A mon grand père

cecile-g

En mars.

A mon grand-père paternel.  

Dans le creux de ta main, je décrypte les lignes de ta vie. Je saisis l’approche de ton sommeil inévitable. Les commissures de ta paume ne retranscrivent pas ton destin céleste. Probablement, qu’une existence après ce grand voyage lumineux n’existe pas.

Or, c’est dans mon cœur amorphe que tu demeures. Tant que je vivrai, des millions d’étoiles filantes découvriront  mon corps. Dans la vallée de mes pupilles elles s’échoueront. Nombreuses, elles seront à ruisseler au cœur des espaces montagneux de mon visage. La rivière enfantera des hameaux peuplés de joyeux petits êtres étranges implantés au milieu de la pleine ronde et rose de mes joues. Sous leurs airs de gueule renfrognée, il n’en reste pas moins déterminé à prendre le temps de vivre.  Une mini bourgade ou j’aspire à la douceur d’une brise amoureuse  ou j’effleure le quotidien maussade. Entre les ruelles suffocantes se balade hilare une brumaille rafraîchissante. Hilare sont les touristes. Ils cueillent par ici, un ou deux raisins, par-là, des bleuets, des coquelicots ou des marguerites. Ils trottent, ils se pavanent sifflotant leur panier en osier d’une main, le chapeau de paille, de l’autre. En chemin, une abeille les titille langoureusement. Agacés par son bourdonnement, les spectres urbains refont surface. Ce serait si primitif et si beau, que quelles heures durant, une paix sage envahisse leur âme. Qu’ils puissent s’abriter des pollutions anxiogènes dans le silence des conversations ; la brise chantonnerait alors musicalement les secrets de sérénité des ancêtres. A l’instar du mutisme des enfants en deuil ; les cris plaintifs des oiseaux, la bourrasque sauvage, le frôlement des brins d’herbes, le tapage des pas des touristes s’achèvent et planent sur leurs lits l’extase du dernier soupir.  Lentement cette mémoire d’un autre temps s’évanouit au sein des nuages azurés, fuyards.
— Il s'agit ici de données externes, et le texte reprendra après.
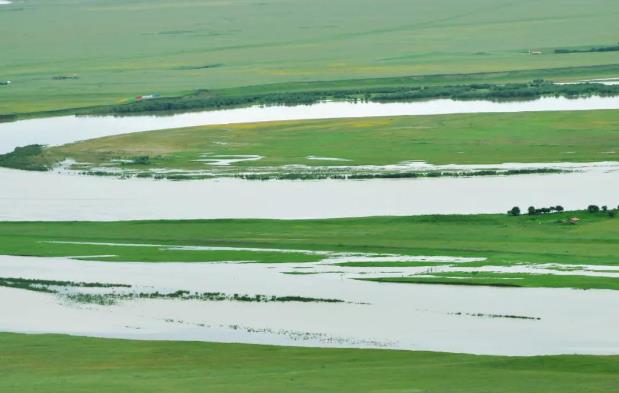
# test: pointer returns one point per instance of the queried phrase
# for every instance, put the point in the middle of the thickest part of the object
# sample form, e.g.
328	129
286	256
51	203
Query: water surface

Quel étrange manège de les voir se débattre inutilement contre une bestiole minuscule. 

En mai, tu es parti. A présent, ce cours d’eau frémit sous les baisers bouillant du soleil qui crayonnent sur les vaguelettes ton sourire ; à nouveau. J’oublie à cet instant précis toute ma douleur de t’avoir  perdu. Une once de silence. Un été ou le beau temps vint. S’envola avec le vent mes bises humectées d’étoiles qui s’éclipsent à travers les souvenirs.